Maine’s rural communities have borne the brunt of the decline of papermaking. When the dominant industry goes away — as has happened in six Maine paper mill towns over the last eight years — there is little there to replace it, leading to unemployment, plummeting property values, population declines and a loss of hope.

Sens. Susan Collins and Angus King have asked the federal government to help rural Maine assess its strengths and opportunities as part of an effort to diversify local economies. This is important, if belated, work that should be happening with or without federal support — and should have begun in earnest long ago.

Earlier this month, the senators wrote to Commerce Secretary Penny Pritzker, asking her to assemble an Economic Development Assessment Team to help rural regions in Maine inventory their assets and identify challenges and opportunities to diversify their economies. The letter emphasizes the state’s forest products industry, which still plays an important role in Maine’s economy, but such diversification will have to go well beyond trees and paper to succeed.

To highlight the need for federal assistance, King will host the regional director of the Commerce Department’s Economic Development Agency on a tour of Millinocket on Wednesday.

With jobs plentiful in the local mills and surrounding woods, communities such as Millinocket, which essentially was built by the Great Northern Paper Co., fell under the spell of what researchers have dubbed the curse of natural resources. Under the curse, a sense of complacency reigns, workers see little incentive to upgrade their skills and education and non-natural resource-based industries are viewed as dangerous competition to the incumbent industry.

As Collins and King note in their letter, paper mill communities were once among Maine’s most prosperous. Now residents struggle to find jobs, property values have dropped and young people are moving away.

Among the senators’ requests to Pritzker, three are crucial: strengthening the workforce and workforce training efforts in rural Maine, developing strategies to support bottom-up economic development and sharing national best practices for economic development in rural regions affected by the decline of industry.

It is ironic that the senators are asking the federal government for help with this work as many residents and landowners in at least one of the affected regions are vocal about their disdain for the federal government. There is a project on the table that promises to aid in economic development and diversity — the proposal to create a national park in the Katahdin Region, a part of the state hit hard by the closure of paper mills. But so far, the senators, along with Rep. Bruce Poliquin, have been resistant to a national park or national monument. On Friday, King invited National Park Service director Jonathan Jarvis to again visit the Katahdin region and meet with local residents to address their questions and concerns.

There is vocal local opposition, but the majority of Maine residents, including those in Maine’s more rural 2nd Congressional District, support a national park. Nationally, areas surrounding national parks saw larger population gains between 1970 and 2010 than the United States as a whole — and certainly much more than rural Maine. These areas also outpaced the U.S. in income growth and employment gains during that period.

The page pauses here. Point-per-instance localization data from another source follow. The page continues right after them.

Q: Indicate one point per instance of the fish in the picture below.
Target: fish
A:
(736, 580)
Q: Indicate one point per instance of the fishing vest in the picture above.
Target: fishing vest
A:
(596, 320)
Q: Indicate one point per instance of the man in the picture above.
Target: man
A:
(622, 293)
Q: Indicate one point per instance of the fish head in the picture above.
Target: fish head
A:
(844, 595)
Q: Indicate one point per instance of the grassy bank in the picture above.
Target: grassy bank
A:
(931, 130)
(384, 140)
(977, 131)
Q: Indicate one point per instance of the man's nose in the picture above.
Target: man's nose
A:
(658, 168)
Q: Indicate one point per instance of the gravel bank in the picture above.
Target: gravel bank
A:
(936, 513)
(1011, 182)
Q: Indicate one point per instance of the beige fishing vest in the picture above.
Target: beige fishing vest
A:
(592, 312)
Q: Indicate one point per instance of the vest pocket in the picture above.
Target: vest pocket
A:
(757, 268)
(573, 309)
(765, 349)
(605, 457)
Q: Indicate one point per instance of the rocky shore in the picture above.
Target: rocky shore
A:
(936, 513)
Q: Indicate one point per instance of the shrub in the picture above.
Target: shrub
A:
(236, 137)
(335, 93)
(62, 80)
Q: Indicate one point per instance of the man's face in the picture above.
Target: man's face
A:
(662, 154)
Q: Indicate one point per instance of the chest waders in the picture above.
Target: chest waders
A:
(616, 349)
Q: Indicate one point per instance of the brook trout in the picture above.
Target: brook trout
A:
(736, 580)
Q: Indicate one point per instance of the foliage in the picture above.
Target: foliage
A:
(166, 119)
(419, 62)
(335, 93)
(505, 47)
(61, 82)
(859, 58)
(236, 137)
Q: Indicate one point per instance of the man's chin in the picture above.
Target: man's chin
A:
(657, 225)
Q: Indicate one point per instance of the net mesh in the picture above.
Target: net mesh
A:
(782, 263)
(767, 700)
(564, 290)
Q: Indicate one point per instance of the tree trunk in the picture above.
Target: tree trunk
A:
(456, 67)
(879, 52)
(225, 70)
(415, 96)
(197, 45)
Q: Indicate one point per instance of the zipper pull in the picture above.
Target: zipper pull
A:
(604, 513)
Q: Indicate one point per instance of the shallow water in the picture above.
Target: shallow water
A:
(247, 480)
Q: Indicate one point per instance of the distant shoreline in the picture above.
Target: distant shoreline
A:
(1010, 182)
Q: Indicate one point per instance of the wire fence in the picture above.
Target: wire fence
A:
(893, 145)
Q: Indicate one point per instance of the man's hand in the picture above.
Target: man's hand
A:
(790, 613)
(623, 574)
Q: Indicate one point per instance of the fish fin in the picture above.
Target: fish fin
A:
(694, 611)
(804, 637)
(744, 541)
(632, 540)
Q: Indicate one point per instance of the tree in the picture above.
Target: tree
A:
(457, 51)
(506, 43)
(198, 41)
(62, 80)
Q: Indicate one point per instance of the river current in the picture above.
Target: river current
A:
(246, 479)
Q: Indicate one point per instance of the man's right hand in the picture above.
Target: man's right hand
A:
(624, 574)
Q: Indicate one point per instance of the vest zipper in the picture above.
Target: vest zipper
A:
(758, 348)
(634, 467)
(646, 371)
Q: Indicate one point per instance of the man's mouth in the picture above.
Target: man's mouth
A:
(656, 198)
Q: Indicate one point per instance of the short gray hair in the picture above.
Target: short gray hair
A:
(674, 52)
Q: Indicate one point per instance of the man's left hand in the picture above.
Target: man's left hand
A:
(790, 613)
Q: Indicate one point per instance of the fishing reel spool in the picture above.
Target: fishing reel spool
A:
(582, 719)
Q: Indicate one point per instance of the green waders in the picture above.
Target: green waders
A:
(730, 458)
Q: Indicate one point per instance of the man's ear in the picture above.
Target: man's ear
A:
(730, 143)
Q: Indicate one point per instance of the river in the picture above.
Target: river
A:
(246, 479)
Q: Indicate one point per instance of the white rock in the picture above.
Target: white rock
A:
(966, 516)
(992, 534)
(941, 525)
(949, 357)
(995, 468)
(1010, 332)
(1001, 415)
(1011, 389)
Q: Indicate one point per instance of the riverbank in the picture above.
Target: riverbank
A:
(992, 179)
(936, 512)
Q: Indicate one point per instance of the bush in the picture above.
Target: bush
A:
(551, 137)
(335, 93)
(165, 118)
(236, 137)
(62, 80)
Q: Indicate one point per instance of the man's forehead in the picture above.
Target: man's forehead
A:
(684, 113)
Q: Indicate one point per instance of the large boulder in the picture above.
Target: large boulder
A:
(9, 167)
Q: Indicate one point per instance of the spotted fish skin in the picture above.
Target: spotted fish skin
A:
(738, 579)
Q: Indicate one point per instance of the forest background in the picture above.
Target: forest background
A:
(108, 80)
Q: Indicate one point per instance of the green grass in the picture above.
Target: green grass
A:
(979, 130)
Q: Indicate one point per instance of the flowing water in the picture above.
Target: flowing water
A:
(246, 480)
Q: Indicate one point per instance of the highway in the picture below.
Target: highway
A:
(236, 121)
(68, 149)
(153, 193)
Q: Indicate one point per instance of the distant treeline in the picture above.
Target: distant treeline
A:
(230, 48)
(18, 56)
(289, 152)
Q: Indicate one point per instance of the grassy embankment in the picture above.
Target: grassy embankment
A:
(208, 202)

This is the type of growth — especially an influx of new people — that the Katahdin region needs. Many want to live in scenic places with ample recreational opportunities. Some of these new residents will bring businesses and entrepreneurial skills with them.

A national park or monument is not a panacea, but it can be an important part of the region’s remaking. That’s why the assessment Collins and King are requesting must examine all possibilities for rural economic development — tourism included.